La vez que visité la tienda United Tabac en Miami, entre las diversas marcas que me ofrecieron, que no son fáciles de encontrar en USA, estaba la marca de la tienda, que según el dueño las hace la marca Felipe Gregorio solamente para ellos. Esta marca se llama Porto Real, y como suele suceder, no se consigue en ningún otro lado. De hecho, una búsqueda de ellos en internet te da diversas correcciones de Google hasta que lo convences que sí, estás buscando esa marca y te dice que básicamente estás errado. Sin embargo, le escribí a la tienda pidiendo el blend y algo sobre la marca y aún no me han respondido.

Honestamente no pensé mucho de la marca, más allá de sentir que me la estaban vendiendo porque era la liga de la tienda y no algo de gran calidad. No porque no creyera en el vendedor, que me cayó super bien, sino porque por lo general la liga privada de la tienda no es lo mejor y es efectivamente un cigarro barato que no les “duele” vender, y es para los que no conocen. Con eso en mente les compré como 6 productos distintos de esta marca y les dije que los reseñaría con la honestidad habitual. El cigarro no hace mucho para impresionarme, pues su capa es bastante imperfecta, con diversas venas y baches y una sensación barata, al menos visualmente. En aromas se aprecia musgo, madera y caramelo. En la tripa se aprecian notas de madera vieja, toffee y un toque herbáceo, y finalmente en la calada en frío encuentro madera vieja, caramelo e higos.

El Porto Real enciende bien, sin mayor problema, aunque con un anillo de combustión que tiende a desviarse, pero rara vez se convierte en algo preocupante. Los sabores al inicio son de madera y cuero, con toques herbáceos muy propios de su estilo Connecticut, que no sorprenden pero mantienen una uniformidad con una intensidad media-baja. Sin embargo, a la mitad de este primer tercio el cigarro comienza a lanzar sabores dulces ahumados que me recuerdan al típico marshmallow y también aparecen toques de pimienta que comienzan suaves pero hacia el final de este primer segmento son más fuertes. En el retrogusto se comienzan a sentir distintos sabores como frutos rojos, nueces y el mismo ahumado del marshmallow.

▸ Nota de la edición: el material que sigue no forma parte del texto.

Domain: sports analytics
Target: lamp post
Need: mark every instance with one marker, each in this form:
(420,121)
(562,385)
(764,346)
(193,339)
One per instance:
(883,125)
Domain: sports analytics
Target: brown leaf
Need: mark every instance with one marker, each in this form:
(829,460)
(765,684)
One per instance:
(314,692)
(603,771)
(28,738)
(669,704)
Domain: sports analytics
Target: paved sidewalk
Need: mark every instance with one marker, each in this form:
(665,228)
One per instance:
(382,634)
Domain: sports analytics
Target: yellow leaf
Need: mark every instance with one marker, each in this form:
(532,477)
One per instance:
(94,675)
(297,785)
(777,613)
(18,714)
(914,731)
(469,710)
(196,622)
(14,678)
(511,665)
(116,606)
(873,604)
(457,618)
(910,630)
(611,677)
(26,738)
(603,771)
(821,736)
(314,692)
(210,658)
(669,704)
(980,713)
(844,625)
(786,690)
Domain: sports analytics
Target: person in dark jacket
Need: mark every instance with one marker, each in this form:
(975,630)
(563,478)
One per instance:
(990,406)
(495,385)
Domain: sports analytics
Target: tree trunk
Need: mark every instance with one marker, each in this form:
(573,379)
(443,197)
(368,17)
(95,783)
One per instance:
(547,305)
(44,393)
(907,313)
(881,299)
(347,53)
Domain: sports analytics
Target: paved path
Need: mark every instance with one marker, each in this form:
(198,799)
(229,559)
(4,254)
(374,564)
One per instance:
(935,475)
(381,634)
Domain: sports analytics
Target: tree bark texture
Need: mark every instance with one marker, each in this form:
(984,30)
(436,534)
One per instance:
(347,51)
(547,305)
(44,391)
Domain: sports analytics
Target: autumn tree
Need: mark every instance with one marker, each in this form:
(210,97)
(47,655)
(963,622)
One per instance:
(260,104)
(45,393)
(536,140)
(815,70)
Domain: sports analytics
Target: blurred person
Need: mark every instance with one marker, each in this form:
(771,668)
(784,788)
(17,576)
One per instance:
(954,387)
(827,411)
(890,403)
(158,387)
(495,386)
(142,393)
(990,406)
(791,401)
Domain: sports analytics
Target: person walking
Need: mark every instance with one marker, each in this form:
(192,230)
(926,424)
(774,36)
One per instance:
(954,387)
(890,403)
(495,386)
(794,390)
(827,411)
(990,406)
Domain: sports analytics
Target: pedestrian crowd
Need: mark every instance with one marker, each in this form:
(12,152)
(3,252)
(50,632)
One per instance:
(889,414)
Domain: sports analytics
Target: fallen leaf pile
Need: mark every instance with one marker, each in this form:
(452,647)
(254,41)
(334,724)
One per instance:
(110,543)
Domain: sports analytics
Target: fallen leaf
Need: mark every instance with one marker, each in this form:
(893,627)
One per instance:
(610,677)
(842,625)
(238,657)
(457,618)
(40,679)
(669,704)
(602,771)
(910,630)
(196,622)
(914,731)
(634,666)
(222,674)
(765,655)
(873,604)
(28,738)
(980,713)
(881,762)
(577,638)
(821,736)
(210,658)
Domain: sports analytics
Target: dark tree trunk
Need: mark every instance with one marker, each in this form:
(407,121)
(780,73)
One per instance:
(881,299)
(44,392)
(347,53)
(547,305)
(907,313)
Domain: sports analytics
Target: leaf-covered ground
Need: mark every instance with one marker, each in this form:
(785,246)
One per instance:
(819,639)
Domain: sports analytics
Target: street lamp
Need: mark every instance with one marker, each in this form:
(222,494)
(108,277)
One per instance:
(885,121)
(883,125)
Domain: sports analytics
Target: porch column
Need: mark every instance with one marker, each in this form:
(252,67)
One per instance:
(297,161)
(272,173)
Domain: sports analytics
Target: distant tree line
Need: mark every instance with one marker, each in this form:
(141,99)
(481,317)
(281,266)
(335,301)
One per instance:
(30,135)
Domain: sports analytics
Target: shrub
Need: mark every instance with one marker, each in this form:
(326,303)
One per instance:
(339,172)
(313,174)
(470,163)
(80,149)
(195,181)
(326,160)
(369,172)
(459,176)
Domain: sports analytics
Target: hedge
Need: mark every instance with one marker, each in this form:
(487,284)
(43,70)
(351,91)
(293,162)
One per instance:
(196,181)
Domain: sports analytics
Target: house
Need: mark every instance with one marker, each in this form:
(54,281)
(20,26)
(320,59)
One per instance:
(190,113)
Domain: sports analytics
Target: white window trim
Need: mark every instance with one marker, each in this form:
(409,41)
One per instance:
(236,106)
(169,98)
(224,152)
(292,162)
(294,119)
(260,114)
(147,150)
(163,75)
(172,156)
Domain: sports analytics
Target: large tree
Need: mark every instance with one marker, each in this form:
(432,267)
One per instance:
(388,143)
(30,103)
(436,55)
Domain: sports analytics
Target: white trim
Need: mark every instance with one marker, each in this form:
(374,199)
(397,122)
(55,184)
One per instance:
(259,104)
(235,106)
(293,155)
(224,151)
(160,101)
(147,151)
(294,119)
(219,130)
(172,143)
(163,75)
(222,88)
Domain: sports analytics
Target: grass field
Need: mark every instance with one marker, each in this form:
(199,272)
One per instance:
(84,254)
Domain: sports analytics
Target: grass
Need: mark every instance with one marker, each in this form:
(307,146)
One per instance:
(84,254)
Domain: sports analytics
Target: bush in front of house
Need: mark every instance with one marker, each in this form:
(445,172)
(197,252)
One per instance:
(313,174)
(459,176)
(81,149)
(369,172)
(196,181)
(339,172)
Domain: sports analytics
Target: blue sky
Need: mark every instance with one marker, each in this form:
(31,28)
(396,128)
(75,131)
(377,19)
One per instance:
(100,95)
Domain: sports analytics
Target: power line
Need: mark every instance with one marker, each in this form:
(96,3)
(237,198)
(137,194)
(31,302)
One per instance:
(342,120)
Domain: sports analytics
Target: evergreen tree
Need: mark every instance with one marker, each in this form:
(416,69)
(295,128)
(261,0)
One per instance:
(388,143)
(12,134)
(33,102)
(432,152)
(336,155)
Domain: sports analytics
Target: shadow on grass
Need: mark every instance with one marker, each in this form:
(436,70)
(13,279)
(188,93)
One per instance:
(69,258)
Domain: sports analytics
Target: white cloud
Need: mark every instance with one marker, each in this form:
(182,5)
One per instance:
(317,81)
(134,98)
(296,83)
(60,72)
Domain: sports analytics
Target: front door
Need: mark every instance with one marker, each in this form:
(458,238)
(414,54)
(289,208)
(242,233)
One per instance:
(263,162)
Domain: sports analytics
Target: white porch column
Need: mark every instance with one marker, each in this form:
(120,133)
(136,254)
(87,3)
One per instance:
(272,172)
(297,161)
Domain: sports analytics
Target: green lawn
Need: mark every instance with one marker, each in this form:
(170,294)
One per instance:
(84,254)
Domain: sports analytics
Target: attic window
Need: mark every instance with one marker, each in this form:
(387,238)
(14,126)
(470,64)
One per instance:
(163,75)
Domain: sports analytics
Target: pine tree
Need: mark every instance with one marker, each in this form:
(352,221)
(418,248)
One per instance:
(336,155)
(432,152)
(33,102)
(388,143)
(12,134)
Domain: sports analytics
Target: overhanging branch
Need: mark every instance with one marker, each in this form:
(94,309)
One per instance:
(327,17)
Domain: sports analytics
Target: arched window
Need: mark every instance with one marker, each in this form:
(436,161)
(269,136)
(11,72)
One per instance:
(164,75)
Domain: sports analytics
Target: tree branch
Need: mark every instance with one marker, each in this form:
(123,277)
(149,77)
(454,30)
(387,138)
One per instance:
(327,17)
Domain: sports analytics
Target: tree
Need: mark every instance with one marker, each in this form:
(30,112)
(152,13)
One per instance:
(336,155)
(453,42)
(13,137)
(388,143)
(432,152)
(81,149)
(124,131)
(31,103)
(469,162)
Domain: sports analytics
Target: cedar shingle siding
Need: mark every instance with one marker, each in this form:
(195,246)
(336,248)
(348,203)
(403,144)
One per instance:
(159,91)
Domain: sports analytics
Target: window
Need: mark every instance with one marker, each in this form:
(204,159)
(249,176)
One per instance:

Para el segundo tercio (estoy dejando de publicar imágenes a la mitad del cigarro, a fin de “ahorrar” data) el sabor de pimienta es uno de los principales del cigarro, lo que hace que la intensidad ya se coloque cómodamente en media e incluso dé algunos toques de media alta, pero le acompañan sabores de madera, dulce sin mucha descripción adicional, aunque sí hay un sabor como a anís muy interesante. En menor escala se aprecian notas florales y algo como turrón.

Ya en el último tercio el Porto Real Connecticut está un poco más intenso y fijo en media, con mucha menor cantidad de pimienta, pero sabores a madera, dulce, nueces y anís. El anillo de combustión se comporta bien, aunque no ha sido siempre y ese tema que tenía con la capa en frío realmente se descubre en este tercio, cuando comienza a sentirse mucho menos fuerte y aunque no soy especialmente baboso a la hora de fumar, la hoja absorbe bastante saliva y no se ve nada bien, sobre todo porque comienza a despegarse y el resultado es que debo picar el cigarro en el último tercio, algo que no me gusta nada, pero es eso o dejar de disfrutar un cigarro que de verdad me gustó. Al cabo de una hora y 40 minutos el Porto Real Connecticut llega a su fin.

El Porto Real Connecticut realmente me gustó, y no es solamente a partir del hecho que no esperaba nada de él, sino que tiene intensidad, que es algo de lo que muchos Connecticut carecen por el simple hecho que son cigarros “más suaves” pero realmente son pocos los fabricantes que se atreven a hacer un Connecticut con sustancia e intensidad. El cigarro no está libre de problemas y por eso le debo descontar algunos puntos, por ejemplo la ceniza tiende a aguantarse muy bien y llegué a tamaños respetables, pero el anillo de combustión se desvía y llega a un punto que debo dejar caer la ceniza para corregir la quemada. También está el hecho que la capa es poco atractiva y ese tema de la construcción, sobre todo de la perilla que me hizo corregir el corte en el último tercio. Pero los sabores y matices del Porto Real en verdad me impresionaron positivamente e hicieron que me alegrara de tener otro más en el humidor.